Q: What is the impact to application software that runs on the Secure world and the Non-secure world is not used?
In systems where the Non-secure world is not used, effectively the system is not using the Security Extension. Hence it is not affected.
Q: My Secure software does not perform complex transitions across the Secure and Non-secure world. Will I still be affected by this vulnerability?
On an Armv8-M-based processor with a Security Extension, if the Secure software uses only the main stack pointer (MSP_S) and uses only BLXNS instruction to switch from the Secure to Non-secure state, or through interrupt sequences, the system is not affected by this vulnerability. However, to ensure that the system is protected against stack underflow attacks, Arm recommends sealing the Secure stacks that are used in the system.
Q: Will there be an errata notification for Cortex-M processors that implement the Security Extension, for example Cortex-M33, Cortex-M55?
No. This vulnerability does not affect the processor hardware.
Q: What is the impact on Arm Cycle Model and Arm Fixed Virtual Platform (FVP) products?
Arm Cycle Model and Arm Fast Model products are software models of Arm processor hardware. Because this is a software vulnerability, models of the hardware are not affected. Software running on the models might be affected.
Q: What is the guidance for software developers using Arm Compiler 6?
On an Armv8-M-based processor with Security Extension, a software developer should seal the Secure stacks used in the system to ensure that stack underflow attacks are detected and stopped. Although there are other possible ways to seal the stacks, the two main variations recommended in Arm Compiler 6 are:
- Place the seal value after the stack in memory using scatter-loading
- Wrap a function that executes before main
More details on how above variations work can be found in the Armv8-M Secure Stack Sealing advisory notice.
Even when the Secure world stacks are sealed before entering main, if new Secure stacks are created as part of the application then the Secure software must seal these stacks.
Q: What is the guidance for software developers using GCC compiler?
If you are using Armv8-M-based processors with a Security Extension, there is a potential impact of this vulnerability in your Secure software. To mitigate this vulnerability, software developer should seal Secure stacks. Refer to example code sequences in the Armv8-M Secure Stack Sealing advisory notice for more details.

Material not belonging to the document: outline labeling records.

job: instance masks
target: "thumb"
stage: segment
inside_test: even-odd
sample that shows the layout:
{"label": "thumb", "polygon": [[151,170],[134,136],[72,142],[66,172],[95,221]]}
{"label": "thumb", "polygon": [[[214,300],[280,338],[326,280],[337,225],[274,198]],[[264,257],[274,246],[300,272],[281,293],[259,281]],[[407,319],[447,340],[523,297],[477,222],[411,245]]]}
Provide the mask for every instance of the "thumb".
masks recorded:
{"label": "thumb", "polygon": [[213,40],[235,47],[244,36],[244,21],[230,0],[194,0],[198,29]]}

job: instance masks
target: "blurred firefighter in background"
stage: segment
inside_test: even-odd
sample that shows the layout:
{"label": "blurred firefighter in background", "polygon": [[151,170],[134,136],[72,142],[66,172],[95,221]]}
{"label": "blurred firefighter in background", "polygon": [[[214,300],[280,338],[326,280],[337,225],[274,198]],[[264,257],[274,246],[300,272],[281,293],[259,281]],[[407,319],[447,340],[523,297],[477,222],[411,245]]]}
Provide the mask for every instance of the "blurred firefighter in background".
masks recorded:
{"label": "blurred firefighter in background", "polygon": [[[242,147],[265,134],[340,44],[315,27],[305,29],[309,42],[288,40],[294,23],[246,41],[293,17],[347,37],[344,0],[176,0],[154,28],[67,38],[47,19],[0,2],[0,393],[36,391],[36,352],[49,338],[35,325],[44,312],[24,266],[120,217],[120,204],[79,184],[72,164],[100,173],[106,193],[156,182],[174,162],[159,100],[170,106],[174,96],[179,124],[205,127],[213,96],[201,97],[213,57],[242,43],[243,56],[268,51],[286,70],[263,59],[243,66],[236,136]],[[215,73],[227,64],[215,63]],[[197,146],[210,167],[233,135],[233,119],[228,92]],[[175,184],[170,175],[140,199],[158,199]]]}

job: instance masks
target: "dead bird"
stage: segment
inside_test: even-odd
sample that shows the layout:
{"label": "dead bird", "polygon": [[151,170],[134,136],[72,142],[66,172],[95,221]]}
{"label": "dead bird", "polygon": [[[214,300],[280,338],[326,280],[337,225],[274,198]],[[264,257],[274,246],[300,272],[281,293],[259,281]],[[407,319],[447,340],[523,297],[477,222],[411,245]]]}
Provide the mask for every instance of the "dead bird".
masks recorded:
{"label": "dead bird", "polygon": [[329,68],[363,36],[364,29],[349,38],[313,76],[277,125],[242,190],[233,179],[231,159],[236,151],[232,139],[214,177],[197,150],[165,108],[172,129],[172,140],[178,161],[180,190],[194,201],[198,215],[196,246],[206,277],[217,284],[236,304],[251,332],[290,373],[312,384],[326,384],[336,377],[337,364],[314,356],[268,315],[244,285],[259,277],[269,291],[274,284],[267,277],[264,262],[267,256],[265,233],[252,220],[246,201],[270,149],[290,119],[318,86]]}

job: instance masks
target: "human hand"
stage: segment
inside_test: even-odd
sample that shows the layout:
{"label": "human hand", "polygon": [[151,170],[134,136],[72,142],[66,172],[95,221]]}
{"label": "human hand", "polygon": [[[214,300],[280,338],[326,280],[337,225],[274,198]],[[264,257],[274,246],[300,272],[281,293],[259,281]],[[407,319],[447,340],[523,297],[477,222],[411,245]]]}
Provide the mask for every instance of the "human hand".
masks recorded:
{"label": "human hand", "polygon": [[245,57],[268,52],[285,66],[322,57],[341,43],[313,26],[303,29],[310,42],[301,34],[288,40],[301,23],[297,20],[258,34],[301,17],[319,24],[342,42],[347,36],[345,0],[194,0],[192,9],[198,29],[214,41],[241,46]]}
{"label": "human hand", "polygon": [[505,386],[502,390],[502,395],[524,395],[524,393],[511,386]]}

Q: What is the guidance for software developers using IAR Embedded Workbench® for Arm?
IAR Systems® has released a technical note about sealing the Secure stack. Please note that Arm is not responsible for the content of non-Arm websites.
Q: What is the impact on CMSIS-packs?
Examples and libraries that are delivered as CMSIS packs that use Secure features may be affected by this vulnerability. Contact the provider of the CMSIS pack to check if affected and on the availability of updates.
Q: What is the impact when using Keil MDK, Arm DS-5, or Arm Development Studio products?
Keil MDK, Arm DS-5, and Arm Developer Studio products all contain Arm Compiler 6. Refer to What is the guidance for software developers using Arm Compiler 6? in this FAQ to understand the impact on Arm Compiler 6.
These IDEs also allow the use of CMSIS pack examples and libraries. Please refer to What is the impact on CMSIS-packs? in this FAQ to understand the impact when using CMSIS packs.
Q: What is the impact on Trusted Firmware-M?
Because Trusted Firmware-M is an open-source community project, patches required for this vulnerability will be published in the upstream Trusted Firmware-M repository at https://www.trustedfirmware.org/.
Q: What is the impact on Mbed OS?
Starting from Mbed OS version 5, the Secure world software is based on Trusted Firmware-M. Please update to the latest releases of Trusted Firmware-M. Mbed OS software that runs on the Non-secure world is not affected.
Q: What is the impact when using an RTOS?
An RTOS running in the Non-secure world is not affected. An RTOS running in the Secure world should ensure that all Secure stacks are sealed, including any Secure stacks created for RTOS processes or threads. Contact your RTOS vendor to check whether they are affected.